B. Le discours marketing comme nouveau dogme

Chacune de ces trois grilles de lecture se concentre sur un élément qui est évidemment en relation étroite avec les deux autres. La place croissante du marketing est allée de pair avec les objectifs d’amélioration de l’efficience organisationnelle et la tentative d’inculquer une culture de la vente à chaque membre de l’organisation. Toutefois, privilégier la troisième grille de lecture présente à nos yeux deux avantages inestimables.

Le premier est que cela permet de comprendre comment les évolutions organisationnelles et culturelles influent sur la nature de la prestation. En considérant l’acte de vente, et plus largement la prestation de services bancaires, comme l’aboutissement d’un processus complexe d’évaluation et de communication avec les clients, il est possible de mettre en lumière de quelles manières l’organisation corsète la relation qui s’établit entre le banquier et le client. La place croissante du marketing conduit à transformer le mode de connaissance et de mise en relation de l’entreprise et de ses salariés avec la clientèle.

Le second avantage tient au fait que le discours marketing s’articule très directement avec le troisième choc auquel sont confrontées les banques : le choc technologique. Ces nouvelles technologies de l’information – aussi efficaces soient-elles – ne sont que des outils. Leur influence sur la nature de la prestation de services bancaires n’est pas prédéterminée. C’est le discours marketing qui leur donne sens.

Ainsi, « parler d’un "impact" du progrès technique sur le devenir des banques ne signifie pas pour autant que les mutations technologiques se soient imposées à elles comme des évènements purement extérieurs » (Grafmeyer, 1992, p. 100). Les banques ne sont pas simplement victimes des progrès de l’informatique qui rendent notamment possible le développement des marchés financiers et la désintermédiation. Elles en sont également des acteurs majeurs tant ces nouveaux outils leur ouvrent des perspectives pour atteindre leurs principaux objectifs fixés par le discours marketing.

Mais quel est donc ce « discours marketing » ? Leyshon et Thrift (1999) expliquent que « this marketing discourse has made firms more attentive to the supposed financial "needs" of consumers. Those firms which best attend to such need will therefore be the most successful, "because in competitive markets where ‘sovereign’ consumers can make informed ‘choices’, those companies which respond to ‘needs’ will necessarily be profitable as a result" (Knights et al., 1994 : 43) » (p. 349)250.
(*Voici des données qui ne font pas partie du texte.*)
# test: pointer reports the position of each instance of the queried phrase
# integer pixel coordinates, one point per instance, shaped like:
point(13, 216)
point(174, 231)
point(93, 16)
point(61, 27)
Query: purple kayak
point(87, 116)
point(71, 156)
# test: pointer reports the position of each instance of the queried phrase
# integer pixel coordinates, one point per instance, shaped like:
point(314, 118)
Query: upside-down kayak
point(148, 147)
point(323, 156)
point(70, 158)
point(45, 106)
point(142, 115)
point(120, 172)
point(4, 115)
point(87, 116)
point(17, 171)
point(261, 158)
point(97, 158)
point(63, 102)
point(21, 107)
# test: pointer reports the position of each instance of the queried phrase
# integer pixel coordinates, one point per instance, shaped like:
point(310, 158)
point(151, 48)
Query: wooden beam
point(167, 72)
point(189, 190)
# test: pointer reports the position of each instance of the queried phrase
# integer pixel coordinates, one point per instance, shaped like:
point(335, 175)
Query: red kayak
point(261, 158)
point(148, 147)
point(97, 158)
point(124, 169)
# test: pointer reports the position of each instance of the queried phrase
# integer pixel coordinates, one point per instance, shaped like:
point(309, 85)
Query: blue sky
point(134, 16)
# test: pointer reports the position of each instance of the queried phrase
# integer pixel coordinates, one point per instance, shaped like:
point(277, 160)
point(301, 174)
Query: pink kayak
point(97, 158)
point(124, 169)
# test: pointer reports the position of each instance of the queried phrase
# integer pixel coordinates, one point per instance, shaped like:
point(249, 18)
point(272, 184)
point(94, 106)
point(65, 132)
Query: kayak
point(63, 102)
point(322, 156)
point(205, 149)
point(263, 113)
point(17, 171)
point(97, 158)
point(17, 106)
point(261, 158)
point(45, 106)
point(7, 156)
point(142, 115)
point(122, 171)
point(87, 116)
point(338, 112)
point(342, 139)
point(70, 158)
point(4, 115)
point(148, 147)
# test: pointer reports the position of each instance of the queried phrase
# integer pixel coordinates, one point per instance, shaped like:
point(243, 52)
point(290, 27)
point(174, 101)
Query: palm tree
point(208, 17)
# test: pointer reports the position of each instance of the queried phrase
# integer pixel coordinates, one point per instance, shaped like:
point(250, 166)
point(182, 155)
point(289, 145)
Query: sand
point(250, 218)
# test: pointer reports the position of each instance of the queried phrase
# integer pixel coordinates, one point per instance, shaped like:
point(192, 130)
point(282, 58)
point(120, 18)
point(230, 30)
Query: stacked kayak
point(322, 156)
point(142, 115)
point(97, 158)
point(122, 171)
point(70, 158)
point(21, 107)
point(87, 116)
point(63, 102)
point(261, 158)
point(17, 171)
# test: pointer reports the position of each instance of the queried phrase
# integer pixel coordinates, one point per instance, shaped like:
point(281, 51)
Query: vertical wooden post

L’efficacité économique des établissements bancaires dépend donc de leur faculté à définir précisément quels sont les besoins de consommateurs théoriquement correctement informés et privilégiant les prestataires qui leur apportent des réponses adaptées. Les technologies de l’information jouent ici un double rôle. D’un côté, elles doivent permettre aux experts du marketing de définir ces besoins à partir de l’analyse des informations rassemblées dans les bases de données des banques. De l’autre, elles en assurent la distribution (par le biais d’automates ou d’Internet par exemple) ou le bon fonctionnement (les systèmes centralisés de gestion des opérations bancaires). De plus, et c’est là un point essentiel, de la même manière qu’elles permettent d’évaluer les besoins des clients, elles sont également censées résoudre une difficulté spécifique à l’activité bancaire : l’évaluation du risque du client.

En d’autres termes, les technologies de l’information doivent permettre aux experts du marketing de segmenter les clients en fonction de leurs besoins préalablement définis et de leur niveau de risque anticipé, pour que la banque puisse leur proposer une prestation de services économiquement performante.

La place donnée à ces technologies et donc aux connaissances codifiées est extrêmement forte au sein du secteur bancaire, ce qui le distingue d’autres secteurs économiques. En effet, l’intérêt pour la « connaissance » et son management est généralement lié à d’autres concepts managériaux comme l’apprentissage et les savoirs tacites. Dans le cadre bancaire, le pouvoir d’expertise est censé découler de la qualité des programmes informatiques analysant les bases de données. Ainsi, Yves Grafmeyer (1992), à la suite d’entretiens réalisés à la fin des années 1980, note que « les informaticiens sont plutôt enclins à considérer que le réseau commercial est surtout chargé d’écouler auprès de la clientèle les produits de l’activité bancaire. Ils lui reconnaissent certes un rôle important et conviennent de la nécessité d’une concertation, puisque, comme dit l’un d’entre eux, "il faut bien que nous vendions notre camelote". Mais c’est bien le centre administratif qu’ils voient au cœur de cette fonction de production, et c’est à eux plus particulièrement qu’il incombe de l’optimiser, en liaison avec les dirigeants de l’entreprise » (p. 132).

Notes
250.

 Pour un aperçu du discours marketing en France, voir Tournois (1989), Zollinger (1992), Badoc et al. (2000), Badoc (2004), Zollinger et Lamarque (2004), et Lafitte (2005).